Ce qu'utilise Marlène Shiappa ici, c'est un procédé rhétorique qu'on appelle l'homme de paille. C'est un sophisme, un raisonnement fallacieux donc, qui consiste à caricaturer la position de l'adversaire, jusqu'à ce qu'elle devienne ridicule et se réfute d'elle-même. Et vous allez voir que la ministre de la citoyenneté est coutumière du fait…

Là, c'est tout de même fascinant : Marlène Schiappa lance une accusation en manichéisme, alors que c'est elle-même qui pose le débat comme une opposition entre les "gentils féministes déconstruits" et les "méchants réactionnaires machos". Encore une fois, Sandrine Rousseau parle explicitement d'une démarche progressive que chacun peut accomplir. À nouveau, c'est un sophisme de l'homme de paille, une caricature volontaire des propos que l'on entend réfuter. Alors, c'est sûr que c'est pratique : quand on prête à l'adversaire une position intenable, on a généralement moins de mal à en triompher.

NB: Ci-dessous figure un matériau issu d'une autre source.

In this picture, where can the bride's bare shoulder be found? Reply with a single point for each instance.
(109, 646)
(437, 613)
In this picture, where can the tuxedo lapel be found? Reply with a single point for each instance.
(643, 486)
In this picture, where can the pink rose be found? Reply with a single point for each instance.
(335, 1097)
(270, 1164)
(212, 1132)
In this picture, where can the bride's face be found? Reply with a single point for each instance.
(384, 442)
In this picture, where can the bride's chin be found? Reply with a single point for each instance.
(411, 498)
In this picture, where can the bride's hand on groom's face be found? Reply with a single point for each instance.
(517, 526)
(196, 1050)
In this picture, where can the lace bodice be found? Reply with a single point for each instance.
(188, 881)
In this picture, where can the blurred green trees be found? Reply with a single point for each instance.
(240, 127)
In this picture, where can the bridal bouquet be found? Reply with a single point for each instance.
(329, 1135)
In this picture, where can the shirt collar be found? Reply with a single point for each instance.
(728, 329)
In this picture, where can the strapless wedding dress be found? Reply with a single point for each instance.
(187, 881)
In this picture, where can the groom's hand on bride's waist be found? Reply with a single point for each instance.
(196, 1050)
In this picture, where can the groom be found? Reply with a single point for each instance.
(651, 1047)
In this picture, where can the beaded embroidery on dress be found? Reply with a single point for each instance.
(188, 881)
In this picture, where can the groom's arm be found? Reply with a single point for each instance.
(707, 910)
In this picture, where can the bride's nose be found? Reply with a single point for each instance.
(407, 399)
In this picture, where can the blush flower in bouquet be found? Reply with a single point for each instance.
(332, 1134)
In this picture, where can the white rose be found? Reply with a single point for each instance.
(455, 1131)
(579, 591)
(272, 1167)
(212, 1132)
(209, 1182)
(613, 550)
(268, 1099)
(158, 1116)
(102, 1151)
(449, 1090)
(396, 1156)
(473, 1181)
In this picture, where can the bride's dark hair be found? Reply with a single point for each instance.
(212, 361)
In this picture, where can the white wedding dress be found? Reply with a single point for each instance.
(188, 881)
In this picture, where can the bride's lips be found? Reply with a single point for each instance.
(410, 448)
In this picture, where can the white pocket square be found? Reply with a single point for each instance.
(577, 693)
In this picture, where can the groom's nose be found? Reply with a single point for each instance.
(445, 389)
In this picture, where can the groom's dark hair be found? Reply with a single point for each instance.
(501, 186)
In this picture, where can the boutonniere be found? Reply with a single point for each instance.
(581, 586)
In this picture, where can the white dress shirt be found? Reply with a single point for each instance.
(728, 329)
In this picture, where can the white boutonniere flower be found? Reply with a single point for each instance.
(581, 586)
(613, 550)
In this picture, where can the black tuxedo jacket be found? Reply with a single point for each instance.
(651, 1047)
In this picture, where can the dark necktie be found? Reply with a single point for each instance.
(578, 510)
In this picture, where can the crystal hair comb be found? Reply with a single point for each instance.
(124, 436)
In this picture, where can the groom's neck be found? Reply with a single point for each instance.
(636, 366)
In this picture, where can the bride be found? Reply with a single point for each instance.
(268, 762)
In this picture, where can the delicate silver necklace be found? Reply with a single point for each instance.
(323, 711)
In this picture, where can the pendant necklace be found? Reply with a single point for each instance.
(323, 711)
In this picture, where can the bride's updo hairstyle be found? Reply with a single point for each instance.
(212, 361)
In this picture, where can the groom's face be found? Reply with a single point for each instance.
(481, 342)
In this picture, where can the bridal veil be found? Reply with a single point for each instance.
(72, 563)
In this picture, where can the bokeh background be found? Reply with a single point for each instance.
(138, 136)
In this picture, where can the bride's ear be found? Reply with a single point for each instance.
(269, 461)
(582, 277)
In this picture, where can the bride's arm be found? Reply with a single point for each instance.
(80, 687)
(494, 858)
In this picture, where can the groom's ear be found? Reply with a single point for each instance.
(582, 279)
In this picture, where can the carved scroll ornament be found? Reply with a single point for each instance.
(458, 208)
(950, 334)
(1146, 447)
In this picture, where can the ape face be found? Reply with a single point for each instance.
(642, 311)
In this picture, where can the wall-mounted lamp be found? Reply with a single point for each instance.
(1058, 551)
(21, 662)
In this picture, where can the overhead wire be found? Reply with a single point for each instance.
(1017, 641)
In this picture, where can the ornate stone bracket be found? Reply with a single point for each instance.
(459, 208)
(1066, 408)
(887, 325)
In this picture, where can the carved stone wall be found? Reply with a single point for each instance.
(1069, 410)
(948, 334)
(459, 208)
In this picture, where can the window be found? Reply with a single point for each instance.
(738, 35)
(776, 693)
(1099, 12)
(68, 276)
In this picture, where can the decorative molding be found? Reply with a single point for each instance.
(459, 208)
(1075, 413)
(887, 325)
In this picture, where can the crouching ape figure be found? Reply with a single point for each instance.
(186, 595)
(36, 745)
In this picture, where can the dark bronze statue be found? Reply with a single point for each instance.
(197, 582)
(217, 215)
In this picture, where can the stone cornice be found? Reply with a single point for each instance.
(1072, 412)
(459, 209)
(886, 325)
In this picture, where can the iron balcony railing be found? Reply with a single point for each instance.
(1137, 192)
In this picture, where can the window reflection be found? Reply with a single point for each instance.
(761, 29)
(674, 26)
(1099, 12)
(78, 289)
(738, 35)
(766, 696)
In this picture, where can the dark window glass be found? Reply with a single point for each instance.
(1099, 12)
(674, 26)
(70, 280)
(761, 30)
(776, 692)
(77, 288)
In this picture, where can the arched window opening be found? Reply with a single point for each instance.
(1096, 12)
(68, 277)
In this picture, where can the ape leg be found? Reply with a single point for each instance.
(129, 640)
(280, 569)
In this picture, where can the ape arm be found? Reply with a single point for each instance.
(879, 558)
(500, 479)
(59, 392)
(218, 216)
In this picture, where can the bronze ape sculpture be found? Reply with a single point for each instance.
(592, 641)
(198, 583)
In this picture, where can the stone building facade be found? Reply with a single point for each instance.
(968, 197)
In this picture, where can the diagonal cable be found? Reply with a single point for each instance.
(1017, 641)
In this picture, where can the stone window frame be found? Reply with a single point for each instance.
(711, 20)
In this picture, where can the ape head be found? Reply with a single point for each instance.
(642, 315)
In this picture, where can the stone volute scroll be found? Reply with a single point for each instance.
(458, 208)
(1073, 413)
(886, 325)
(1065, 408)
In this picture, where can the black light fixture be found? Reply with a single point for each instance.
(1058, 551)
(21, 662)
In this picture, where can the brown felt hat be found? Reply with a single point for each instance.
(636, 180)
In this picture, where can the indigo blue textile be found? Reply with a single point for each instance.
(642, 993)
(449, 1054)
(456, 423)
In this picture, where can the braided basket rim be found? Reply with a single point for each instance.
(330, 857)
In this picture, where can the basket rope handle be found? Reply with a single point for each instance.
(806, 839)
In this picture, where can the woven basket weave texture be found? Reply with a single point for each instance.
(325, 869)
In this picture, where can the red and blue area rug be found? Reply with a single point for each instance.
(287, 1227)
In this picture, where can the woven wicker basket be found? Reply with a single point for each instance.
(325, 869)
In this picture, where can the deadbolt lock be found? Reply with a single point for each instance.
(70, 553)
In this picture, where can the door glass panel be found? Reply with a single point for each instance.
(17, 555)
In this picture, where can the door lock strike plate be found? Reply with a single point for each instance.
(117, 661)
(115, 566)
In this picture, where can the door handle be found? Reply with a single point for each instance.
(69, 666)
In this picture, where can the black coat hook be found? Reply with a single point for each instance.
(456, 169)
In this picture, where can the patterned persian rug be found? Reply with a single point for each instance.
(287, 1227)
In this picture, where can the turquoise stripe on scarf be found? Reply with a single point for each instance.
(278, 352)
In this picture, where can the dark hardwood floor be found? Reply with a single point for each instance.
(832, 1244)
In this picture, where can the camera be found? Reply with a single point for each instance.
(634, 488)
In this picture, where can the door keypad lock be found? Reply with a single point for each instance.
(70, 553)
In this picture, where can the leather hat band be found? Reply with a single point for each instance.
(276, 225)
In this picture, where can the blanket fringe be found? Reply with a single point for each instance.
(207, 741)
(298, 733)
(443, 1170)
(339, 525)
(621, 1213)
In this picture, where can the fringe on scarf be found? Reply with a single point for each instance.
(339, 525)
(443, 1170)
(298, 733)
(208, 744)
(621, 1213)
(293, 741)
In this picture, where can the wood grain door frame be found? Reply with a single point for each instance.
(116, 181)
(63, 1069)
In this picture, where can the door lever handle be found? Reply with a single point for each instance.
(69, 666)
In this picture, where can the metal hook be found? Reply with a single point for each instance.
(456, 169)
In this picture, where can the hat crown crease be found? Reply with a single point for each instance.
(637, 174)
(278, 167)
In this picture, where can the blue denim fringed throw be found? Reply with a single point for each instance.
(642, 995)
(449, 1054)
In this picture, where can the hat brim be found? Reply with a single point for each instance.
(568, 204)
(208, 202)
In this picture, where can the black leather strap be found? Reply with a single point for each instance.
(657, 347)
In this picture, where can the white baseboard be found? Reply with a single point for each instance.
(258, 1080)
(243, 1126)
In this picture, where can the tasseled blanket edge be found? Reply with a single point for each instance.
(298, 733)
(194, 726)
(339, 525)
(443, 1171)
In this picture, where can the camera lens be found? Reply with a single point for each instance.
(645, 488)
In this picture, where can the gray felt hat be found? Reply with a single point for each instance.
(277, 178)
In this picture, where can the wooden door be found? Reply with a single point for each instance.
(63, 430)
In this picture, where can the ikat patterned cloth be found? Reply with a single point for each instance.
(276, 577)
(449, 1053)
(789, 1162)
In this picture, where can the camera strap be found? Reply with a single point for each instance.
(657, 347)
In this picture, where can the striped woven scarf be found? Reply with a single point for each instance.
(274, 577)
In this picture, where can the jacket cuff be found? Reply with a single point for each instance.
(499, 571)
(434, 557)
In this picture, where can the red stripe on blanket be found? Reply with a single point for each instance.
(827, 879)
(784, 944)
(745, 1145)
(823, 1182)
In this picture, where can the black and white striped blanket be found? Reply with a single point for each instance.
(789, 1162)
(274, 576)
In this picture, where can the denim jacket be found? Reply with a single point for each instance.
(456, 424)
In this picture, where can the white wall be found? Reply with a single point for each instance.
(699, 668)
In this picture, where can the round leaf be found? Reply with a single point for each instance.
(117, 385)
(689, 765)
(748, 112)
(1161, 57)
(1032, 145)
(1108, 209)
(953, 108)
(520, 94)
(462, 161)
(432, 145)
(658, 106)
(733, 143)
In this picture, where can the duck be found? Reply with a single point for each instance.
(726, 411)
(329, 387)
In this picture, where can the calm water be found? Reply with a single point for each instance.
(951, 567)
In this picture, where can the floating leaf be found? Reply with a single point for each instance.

Le stratagème de l'homme de paille

Et puis il y a cette phrase étonnante : "Des supporters de l'OM qui sont de gros barbus et qui traitent bien leurs enfants". N'est-ce pas elle qui, ici, utilise un cliché de genre ? Pourquoi les supporters de l'OM seraient-ils gros et barbus ? En quoi les gros barbus pourraient-ils être suspectés de mal traiter leurs enfants ? Et surtout : qui prétend cela ? Est-ce que cela apparaît dans les propos de Sandrine Rousseau ? Non, à aucun moment ! C'est encore, et toujours, le stratagème de l'homme de paille.

Je vous avoue que je m'interroge. Marlène Schiappa continue par ailleurs de se revendiquer féministe. Qu'elle éprouve le besoin de lancer de telles attaques, appuyées par des arguments aussi fallacieux, contre un concept sociologique qui est un outil important dans la lutte pour l'égalité entre les femmes et les hommes, cela tient du mystère. Sauf bien sûr à considérer qu'il pourrait y avoir, derrière, des visées stratégiques électoralistes…

Mais en dépit de ces débats, voire, du fait de ces débats, le mot de "déconstruction" s'est frayé un chemin dans l'espace public. On en parle, on l'explique, y compris sur ce plateau. Elle est peut-être là, la victoire de Sandrine Rousseau.